CMake solves this issue in a very simple way: library vendors can export CMake config files that downstream dependencies can use to configure their CMake projects. The hard problem becomes a solved problem. However, this requires library vendors to own this leg of the process. Not all projects do. So what can be done about those?
For projects whose managers don't support CMake, CMake provides two mitigations: it ships with CMake-vended config scripts for popular libraries, and allows users to provide their own custom CMake Find modules.
Describing this approach as "broken" is quite honestly a very ignorant and clueless thing to do.
This personal assertion makes no sense at all and has no basis in reality. The only thing that
find_package
does is check if someone made available a script that tells CMake how to configure a dependency. If no script was provided, CMake makes the package as not found. If a script was found but it's sanity checks fail then CMake marks the package as not found. If a script is found and it's sanity checks passed, CMake can use the targets in builds. That's all there is to it. Pain-free.The is only one caveat: you have to have some idea of what you're doing, and bad workmen tend to blame their tools.

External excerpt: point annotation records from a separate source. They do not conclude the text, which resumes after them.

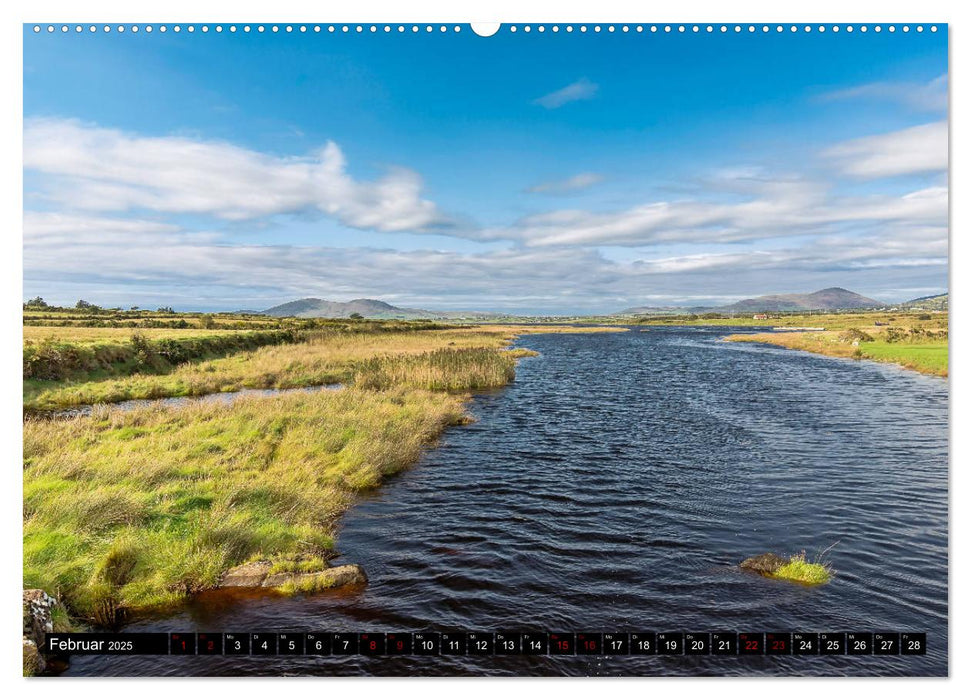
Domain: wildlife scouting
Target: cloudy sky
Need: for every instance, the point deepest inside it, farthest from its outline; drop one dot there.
(538, 173)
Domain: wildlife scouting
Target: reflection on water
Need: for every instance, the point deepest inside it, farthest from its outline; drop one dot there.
(613, 487)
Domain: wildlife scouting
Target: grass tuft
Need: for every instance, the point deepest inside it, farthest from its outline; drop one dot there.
(799, 570)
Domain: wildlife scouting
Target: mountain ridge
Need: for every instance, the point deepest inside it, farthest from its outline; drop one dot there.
(312, 307)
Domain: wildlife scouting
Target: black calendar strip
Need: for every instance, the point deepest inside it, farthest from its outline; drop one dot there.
(492, 643)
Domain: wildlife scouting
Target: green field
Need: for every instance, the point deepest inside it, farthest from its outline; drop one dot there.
(931, 358)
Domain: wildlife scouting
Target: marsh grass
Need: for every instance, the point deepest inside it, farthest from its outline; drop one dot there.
(127, 510)
(136, 509)
(923, 353)
(323, 358)
(446, 369)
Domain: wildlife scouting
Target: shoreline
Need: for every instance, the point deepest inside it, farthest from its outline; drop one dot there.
(415, 417)
(829, 344)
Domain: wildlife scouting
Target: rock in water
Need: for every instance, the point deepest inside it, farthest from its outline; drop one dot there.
(257, 575)
(764, 564)
(37, 625)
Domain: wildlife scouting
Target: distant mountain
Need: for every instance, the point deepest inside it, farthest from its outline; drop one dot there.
(368, 308)
(830, 299)
(825, 299)
(934, 302)
(661, 310)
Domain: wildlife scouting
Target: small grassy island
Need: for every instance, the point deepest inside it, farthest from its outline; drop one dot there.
(801, 571)
(796, 568)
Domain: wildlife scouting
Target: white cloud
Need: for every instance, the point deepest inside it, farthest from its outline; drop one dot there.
(925, 97)
(107, 170)
(770, 209)
(103, 262)
(919, 149)
(577, 182)
(582, 89)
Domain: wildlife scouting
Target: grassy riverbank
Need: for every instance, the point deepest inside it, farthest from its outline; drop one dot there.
(130, 510)
(416, 358)
(924, 353)
(125, 510)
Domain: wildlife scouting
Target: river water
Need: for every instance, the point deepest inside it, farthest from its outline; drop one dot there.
(614, 486)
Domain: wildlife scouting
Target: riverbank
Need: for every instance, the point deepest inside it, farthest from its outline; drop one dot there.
(126, 510)
(922, 353)
(418, 358)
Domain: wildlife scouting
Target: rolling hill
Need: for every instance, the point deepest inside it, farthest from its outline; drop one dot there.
(368, 308)
(830, 299)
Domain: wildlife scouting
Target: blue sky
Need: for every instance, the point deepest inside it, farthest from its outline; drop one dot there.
(539, 173)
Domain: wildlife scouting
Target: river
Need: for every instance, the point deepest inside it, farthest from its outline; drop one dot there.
(614, 486)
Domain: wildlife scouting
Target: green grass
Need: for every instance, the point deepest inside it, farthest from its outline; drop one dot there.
(128, 510)
(452, 359)
(799, 570)
(919, 351)
(928, 357)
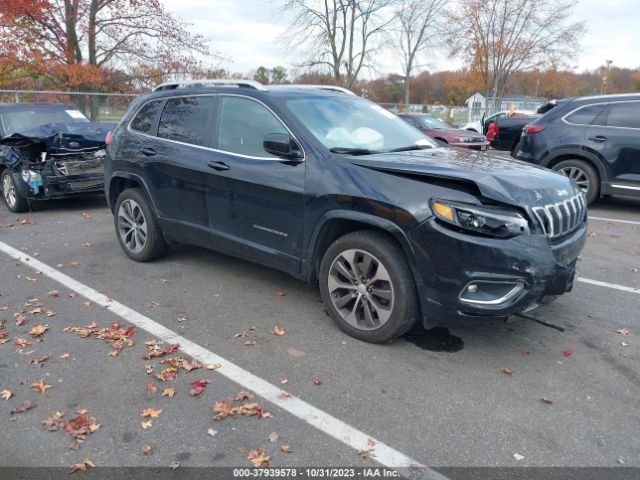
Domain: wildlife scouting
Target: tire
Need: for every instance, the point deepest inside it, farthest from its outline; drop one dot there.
(583, 174)
(392, 311)
(144, 242)
(11, 195)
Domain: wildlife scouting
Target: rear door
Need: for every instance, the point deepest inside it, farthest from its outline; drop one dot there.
(615, 135)
(175, 161)
(260, 210)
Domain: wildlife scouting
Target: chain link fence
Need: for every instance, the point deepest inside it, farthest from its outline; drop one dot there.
(99, 107)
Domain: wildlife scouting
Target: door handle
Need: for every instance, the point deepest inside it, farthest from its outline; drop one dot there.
(148, 152)
(219, 166)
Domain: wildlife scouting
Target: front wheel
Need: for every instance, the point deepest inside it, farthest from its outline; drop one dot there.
(137, 228)
(367, 287)
(583, 174)
(14, 201)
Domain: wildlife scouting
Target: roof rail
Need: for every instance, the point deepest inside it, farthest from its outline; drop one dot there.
(218, 82)
(316, 87)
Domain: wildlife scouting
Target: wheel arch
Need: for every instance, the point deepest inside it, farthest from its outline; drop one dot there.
(333, 225)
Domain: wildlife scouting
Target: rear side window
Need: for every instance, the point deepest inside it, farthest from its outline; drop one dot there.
(186, 119)
(624, 115)
(585, 115)
(243, 124)
(146, 117)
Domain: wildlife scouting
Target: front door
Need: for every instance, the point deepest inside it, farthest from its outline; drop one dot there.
(259, 207)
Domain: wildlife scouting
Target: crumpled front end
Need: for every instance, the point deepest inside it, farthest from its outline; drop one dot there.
(55, 161)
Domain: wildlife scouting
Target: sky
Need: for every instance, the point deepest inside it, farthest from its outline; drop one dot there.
(247, 34)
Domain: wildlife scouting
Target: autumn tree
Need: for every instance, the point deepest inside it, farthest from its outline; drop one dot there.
(502, 37)
(337, 35)
(77, 40)
(417, 27)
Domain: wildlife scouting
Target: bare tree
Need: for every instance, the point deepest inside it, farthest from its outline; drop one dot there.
(338, 35)
(503, 37)
(417, 28)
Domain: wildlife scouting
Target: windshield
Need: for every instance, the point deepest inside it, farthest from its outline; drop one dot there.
(355, 123)
(14, 121)
(432, 123)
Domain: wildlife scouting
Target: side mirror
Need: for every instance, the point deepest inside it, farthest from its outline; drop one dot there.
(282, 145)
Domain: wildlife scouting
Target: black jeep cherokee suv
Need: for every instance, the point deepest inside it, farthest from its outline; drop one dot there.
(595, 141)
(327, 186)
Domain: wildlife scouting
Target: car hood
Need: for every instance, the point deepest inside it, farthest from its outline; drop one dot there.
(61, 138)
(503, 180)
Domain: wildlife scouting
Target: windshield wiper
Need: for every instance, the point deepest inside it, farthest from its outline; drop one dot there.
(352, 151)
(411, 147)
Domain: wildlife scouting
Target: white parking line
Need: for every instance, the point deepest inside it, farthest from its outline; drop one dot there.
(630, 222)
(615, 286)
(315, 417)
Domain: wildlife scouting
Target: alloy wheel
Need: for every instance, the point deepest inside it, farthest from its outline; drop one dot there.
(579, 176)
(9, 190)
(361, 289)
(132, 226)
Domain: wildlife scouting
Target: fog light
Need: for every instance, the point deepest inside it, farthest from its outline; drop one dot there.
(487, 292)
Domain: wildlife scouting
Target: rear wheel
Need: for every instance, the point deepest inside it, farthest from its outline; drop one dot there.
(137, 228)
(583, 174)
(12, 198)
(367, 287)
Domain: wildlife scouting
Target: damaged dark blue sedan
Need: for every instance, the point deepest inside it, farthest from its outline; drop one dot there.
(49, 151)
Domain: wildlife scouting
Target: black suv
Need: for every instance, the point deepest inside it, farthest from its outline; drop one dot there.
(595, 141)
(327, 186)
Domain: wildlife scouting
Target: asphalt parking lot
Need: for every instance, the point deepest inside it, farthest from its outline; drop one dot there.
(461, 397)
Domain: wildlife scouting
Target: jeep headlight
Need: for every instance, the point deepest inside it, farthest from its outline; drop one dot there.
(485, 220)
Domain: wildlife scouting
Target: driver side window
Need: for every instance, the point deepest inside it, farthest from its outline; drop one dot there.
(242, 126)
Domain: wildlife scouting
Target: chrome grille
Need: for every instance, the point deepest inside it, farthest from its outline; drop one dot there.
(558, 219)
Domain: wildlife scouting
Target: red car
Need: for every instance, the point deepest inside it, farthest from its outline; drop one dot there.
(436, 128)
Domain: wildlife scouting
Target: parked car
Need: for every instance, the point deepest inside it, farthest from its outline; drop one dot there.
(478, 126)
(49, 151)
(442, 131)
(595, 141)
(504, 133)
(330, 187)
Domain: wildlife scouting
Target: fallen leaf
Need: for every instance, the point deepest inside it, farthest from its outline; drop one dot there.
(54, 422)
(292, 352)
(169, 392)
(82, 467)
(198, 386)
(151, 412)
(278, 331)
(41, 387)
(24, 406)
(259, 458)
(38, 330)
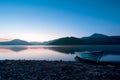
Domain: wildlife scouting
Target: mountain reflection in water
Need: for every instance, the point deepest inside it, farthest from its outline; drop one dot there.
(66, 53)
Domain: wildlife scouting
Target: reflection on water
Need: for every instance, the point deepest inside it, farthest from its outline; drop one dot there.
(66, 53)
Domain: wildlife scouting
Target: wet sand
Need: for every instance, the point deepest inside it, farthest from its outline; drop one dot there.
(57, 70)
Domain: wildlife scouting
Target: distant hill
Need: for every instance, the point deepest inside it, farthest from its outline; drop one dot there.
(95, 39)
(15, 42)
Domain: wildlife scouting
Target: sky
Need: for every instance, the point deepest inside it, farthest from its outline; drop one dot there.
(43, 20)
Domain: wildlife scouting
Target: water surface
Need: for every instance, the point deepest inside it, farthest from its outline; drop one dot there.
(65, 53)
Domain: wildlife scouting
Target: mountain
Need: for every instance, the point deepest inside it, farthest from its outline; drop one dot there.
(66, 41)
(95, 39)
(15, 42)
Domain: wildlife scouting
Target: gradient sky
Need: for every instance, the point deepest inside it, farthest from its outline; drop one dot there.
(42, 20)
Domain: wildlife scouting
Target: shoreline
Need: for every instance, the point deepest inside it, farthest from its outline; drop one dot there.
(57, 70)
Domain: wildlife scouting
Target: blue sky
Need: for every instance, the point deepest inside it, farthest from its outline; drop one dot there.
(42, 20)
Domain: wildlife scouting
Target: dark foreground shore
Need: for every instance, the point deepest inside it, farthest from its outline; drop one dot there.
(57, 70)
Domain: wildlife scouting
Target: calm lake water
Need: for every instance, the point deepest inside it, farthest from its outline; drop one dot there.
(65, 53)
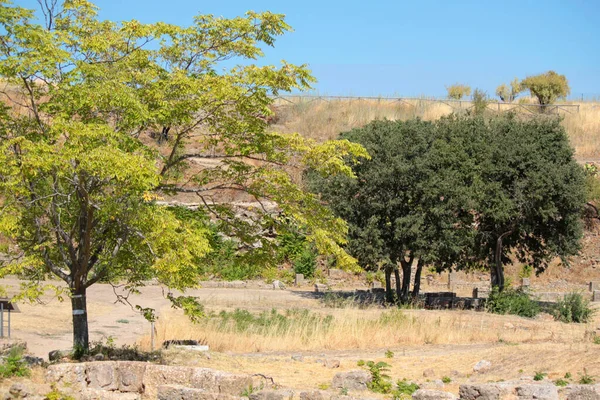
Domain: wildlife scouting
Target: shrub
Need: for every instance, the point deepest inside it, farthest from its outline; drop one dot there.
(511, 301)
(14, 365)
(573, 307)
(458, 91)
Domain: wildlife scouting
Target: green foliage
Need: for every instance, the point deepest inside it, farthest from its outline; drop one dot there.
(573, 307)
(539, 376)
(380, 380)
(480, 102)
(526, 271)
(561, 382)
(458, 91)
(586, 379)
(108, 128)
(508, 93)
(404, 388)
(512, 301)
(14, 364)
(56, 394)
(547, 87)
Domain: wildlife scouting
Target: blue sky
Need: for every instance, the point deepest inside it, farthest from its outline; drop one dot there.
(412, 48)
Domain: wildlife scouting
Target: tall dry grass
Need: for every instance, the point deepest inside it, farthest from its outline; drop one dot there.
(326, 119)
(365, 329)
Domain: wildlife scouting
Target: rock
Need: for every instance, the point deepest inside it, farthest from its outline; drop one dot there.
(102, 375)
(351, 380)
(158, 375)
(320, 287)
(56, 355)
(580, 392)
(219, 382)
(67, 375)
(482, 366)
(485, 391)
(426, 394)
(428, 373)
(537, 391)
(99, 394)
(131, 376)
(314, 395)
(280, 394)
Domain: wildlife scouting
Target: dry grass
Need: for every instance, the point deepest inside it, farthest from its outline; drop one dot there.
(325, 119)
(342, 329)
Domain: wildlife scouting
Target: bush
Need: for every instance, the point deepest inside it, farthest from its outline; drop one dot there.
(511, 301)
(573, 307)
(14, 365)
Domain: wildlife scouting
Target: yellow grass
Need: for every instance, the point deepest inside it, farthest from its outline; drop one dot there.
(325, 119)
(369, 329)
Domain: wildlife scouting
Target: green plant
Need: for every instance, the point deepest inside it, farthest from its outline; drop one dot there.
(586, 379)
(526, 271)
(404, 388)
(573, 307)
(458, 91)
(380, 381)
(539, 376)
(547, 87)
(561, 382)
(14, 365)
(55, 394)
(512, 301)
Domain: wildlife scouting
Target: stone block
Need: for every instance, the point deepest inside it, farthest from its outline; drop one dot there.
(158, 375)
(130, 376)
(351, 380)
(102, 375)
(426, 394)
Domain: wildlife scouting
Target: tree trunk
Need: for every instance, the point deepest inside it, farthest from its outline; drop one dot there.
(497, 271)
(417, 284)
(398, 288)
(406, 272)
(80, 326)
(389, 297)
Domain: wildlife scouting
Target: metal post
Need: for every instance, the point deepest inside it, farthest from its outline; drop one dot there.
(152, 336)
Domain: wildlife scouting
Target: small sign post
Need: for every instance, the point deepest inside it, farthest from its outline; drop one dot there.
(6, 305)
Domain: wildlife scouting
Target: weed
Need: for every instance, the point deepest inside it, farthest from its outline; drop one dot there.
(404, 389)
(586, 379)
(539, 376)
(380, 381)
(511, 301)
(561, 382)
(14, 365)
(573, 307)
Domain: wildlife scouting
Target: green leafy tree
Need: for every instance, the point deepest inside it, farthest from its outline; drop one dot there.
(458, 91)
(547, 87)
(410, 202)
(508, 93)
(81, 168)
(532, 195)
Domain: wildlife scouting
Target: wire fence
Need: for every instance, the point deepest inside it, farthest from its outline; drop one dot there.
(455, 105)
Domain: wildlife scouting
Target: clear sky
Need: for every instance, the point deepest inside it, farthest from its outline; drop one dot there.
(412, 48)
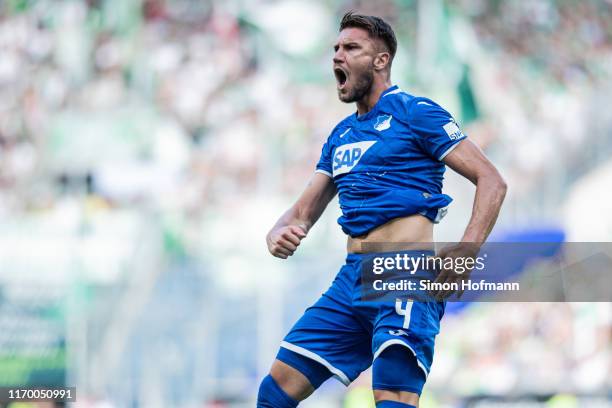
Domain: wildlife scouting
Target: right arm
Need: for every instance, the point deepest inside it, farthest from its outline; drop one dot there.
(285, 236)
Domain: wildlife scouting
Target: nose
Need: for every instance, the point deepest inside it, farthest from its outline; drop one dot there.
(338, 56)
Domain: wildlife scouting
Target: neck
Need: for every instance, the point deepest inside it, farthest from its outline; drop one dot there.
(365, 104)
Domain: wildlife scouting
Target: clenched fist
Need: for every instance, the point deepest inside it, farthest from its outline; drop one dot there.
(283, 241)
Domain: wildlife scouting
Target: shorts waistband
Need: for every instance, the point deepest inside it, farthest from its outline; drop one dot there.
(355, 257)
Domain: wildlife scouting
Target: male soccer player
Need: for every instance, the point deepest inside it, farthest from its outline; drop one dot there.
(386, 162)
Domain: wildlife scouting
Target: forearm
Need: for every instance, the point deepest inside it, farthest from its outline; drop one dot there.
(311, 204)
(295, 216)
(490, 193)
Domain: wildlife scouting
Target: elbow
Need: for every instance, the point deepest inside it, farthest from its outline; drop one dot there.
(494, 182)
(501, 187)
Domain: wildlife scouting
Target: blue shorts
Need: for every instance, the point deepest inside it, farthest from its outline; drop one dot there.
(346, 334)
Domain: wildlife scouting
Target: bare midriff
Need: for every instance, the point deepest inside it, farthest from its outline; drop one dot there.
(405, 233)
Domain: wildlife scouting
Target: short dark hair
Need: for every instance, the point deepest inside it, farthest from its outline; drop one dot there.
(375, 26)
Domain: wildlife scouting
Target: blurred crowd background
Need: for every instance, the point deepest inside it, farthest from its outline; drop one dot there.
(147, 146)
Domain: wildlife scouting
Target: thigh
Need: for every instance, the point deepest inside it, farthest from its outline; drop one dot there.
(331, 334)
(411, 325)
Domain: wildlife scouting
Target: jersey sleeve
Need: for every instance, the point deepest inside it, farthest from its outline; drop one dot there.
(436, 130)
(324, 165)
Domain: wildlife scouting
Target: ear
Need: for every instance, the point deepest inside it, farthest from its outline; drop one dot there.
(381, 61)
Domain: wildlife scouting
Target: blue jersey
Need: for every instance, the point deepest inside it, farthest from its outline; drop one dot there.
(387, 163)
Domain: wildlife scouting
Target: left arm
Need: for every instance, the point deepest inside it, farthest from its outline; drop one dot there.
(468, 160)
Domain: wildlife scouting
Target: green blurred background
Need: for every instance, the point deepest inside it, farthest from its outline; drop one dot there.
(147, 146)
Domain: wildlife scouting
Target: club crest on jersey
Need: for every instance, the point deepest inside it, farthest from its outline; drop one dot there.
(383, 122)
(347, 156)
(452, 130)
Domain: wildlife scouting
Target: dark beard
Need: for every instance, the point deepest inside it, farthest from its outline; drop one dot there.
(362, 87)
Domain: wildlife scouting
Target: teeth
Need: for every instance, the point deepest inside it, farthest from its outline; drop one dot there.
(341, 76)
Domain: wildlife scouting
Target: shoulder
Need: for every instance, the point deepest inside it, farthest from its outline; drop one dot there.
(341, 127)
(398, 102)
(422, 108)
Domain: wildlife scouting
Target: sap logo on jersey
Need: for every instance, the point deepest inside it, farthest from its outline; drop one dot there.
(347, 156)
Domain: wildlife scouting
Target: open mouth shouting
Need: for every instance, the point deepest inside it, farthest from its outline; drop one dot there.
(341, 77)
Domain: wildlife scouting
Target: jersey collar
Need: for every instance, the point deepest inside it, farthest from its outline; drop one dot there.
(372, 112)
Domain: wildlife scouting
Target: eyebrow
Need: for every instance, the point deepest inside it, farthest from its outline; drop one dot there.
(337, 45)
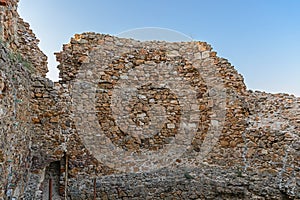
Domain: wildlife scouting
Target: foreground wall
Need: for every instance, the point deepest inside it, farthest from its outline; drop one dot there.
(138, 120)
(244, 144)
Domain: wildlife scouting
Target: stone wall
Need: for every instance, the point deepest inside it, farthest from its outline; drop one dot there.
(255, 136)
(15, 124)
(138, 120)
(19, 37)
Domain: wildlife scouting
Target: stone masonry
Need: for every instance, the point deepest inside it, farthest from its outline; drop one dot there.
(138, 120)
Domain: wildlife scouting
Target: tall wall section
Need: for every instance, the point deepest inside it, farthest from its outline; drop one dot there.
(138, 120)
(22, 71)
(245, 144)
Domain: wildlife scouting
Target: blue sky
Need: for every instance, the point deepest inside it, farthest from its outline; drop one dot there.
(261, 38)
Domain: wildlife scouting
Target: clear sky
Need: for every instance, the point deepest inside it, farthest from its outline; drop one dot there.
(261, 38)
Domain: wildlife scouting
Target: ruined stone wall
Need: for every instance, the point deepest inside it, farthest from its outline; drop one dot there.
(138, 120)
(19, 37)
(15, 124)
(250, 139)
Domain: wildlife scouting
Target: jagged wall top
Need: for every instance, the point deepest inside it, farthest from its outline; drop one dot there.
(19, 37)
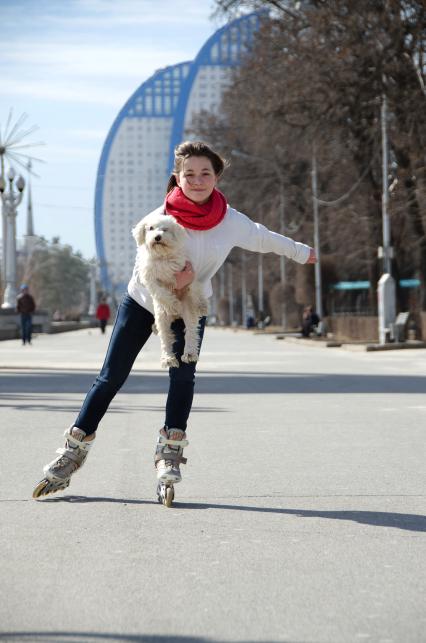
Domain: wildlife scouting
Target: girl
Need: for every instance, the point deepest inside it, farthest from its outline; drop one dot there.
(213, 229)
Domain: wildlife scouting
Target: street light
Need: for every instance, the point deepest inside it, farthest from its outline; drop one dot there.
(280, 178)
(11, 196)
(315, 204)
(386, 286)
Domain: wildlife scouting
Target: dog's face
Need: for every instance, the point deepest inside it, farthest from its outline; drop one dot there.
(160, 233)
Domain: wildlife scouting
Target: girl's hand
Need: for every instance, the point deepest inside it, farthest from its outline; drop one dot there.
(312, 256)
(184, 278)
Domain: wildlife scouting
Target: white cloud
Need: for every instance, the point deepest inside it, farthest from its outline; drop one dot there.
(85, 60)
(76, 92)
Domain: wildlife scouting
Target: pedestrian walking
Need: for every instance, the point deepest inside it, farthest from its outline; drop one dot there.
(310, 321)
(212, 228)
(25, 306)
(103, 313)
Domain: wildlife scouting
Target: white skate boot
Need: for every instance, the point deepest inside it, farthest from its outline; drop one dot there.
(72, 456)
(168, 457)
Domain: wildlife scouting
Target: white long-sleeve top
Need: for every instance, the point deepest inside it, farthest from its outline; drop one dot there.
(208, 249)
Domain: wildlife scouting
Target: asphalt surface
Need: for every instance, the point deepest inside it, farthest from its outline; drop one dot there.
(301, 516)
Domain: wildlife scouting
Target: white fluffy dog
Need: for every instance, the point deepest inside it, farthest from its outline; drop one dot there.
(160, 241)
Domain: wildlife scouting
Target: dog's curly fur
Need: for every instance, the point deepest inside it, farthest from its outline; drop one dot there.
(160, 241)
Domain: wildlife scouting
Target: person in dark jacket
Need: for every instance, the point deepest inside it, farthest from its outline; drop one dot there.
(25, 306)
(310, 321)
(103, 313)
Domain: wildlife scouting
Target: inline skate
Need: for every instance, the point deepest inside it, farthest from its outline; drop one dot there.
(72, 457)
(168, 458)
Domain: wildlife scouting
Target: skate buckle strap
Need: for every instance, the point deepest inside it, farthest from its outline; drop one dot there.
(172, 457)
(68, 453)
(174, 443)
(77, 443)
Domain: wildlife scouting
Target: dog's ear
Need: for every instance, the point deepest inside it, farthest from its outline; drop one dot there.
(138, 233)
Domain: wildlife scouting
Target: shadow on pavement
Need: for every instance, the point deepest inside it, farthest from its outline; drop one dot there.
(81, 637)
(409, 522)
(150, 382)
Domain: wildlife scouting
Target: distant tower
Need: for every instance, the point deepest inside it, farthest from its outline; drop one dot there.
(30, 239)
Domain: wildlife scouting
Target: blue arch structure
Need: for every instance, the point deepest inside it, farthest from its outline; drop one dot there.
(149, 100)
(220, 50)
(166, 94)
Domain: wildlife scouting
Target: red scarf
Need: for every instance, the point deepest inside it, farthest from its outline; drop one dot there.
(196, 216)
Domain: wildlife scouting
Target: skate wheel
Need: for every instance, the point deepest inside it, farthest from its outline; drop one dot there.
(38, 491)
(168, 496)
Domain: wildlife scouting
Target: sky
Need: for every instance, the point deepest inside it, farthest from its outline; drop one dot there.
(69, 66)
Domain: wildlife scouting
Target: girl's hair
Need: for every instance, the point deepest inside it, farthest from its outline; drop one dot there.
(194, 148)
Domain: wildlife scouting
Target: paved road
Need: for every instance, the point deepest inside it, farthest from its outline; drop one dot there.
(301, 517)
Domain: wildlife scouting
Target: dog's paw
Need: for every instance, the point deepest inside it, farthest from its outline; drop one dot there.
(169, 361)
(189, 357)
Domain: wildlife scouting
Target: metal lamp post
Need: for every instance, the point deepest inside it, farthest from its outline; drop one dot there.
(278, 173)
(11, 196)
(386, 286)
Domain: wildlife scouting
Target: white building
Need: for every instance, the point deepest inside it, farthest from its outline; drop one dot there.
(137, 156)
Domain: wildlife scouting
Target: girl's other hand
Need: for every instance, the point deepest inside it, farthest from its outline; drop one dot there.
(312, 256)
(184, 277)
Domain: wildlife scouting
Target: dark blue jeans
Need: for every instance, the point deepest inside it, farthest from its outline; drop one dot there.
(132, 328)
(26, 327)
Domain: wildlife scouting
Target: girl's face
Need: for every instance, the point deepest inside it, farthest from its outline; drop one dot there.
(197, 178)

I 've tried to explain what the problem is with CMake's design from the view of someone who has to build a lot of other people's software. Your response just seem to be ad hominem attacks, a reiteration of the underlying problem, and CMake's broken "solution" to it; I don't see much respons to my actual points.
I understand that you feel strongly that the issue of how to locate all those many undeclared, unversioned config files - that for all intents and purposes are hidden build dependencies - is outside CMake's responsibilities. You are allowed that position, but it doesn't change that locating these dependencies is one of the reasons it is significantly more work to build software that uses CMake than other build systems.
A central point of disagreement, I think, is that CMake is designed around the idea that there is a massive value in the meta-abstraction of the build description into something completely platform and environment-independent. It is possible to question how useful this is in general - however - even from the position that this is a great idea, IMO, in practice, CMake largely fails to deliver this meta-abstraction. The builds still tend to only work on systems and in environments on which they have been tested. And, in that case, what is really the benefit of this meta-abstraction over, e.g., "if win64 then ..." "if ubuntu then ..."?
It is damn hard to write tooling for C++ projects: There are no standard ways to do anything, so you need to add lots of options just to cover a range of project configurations. Those add a lot of complexity very fast, which is unrelated to the actual task you want to solve.
make.include was the perfect build system. Everything went downhill from there.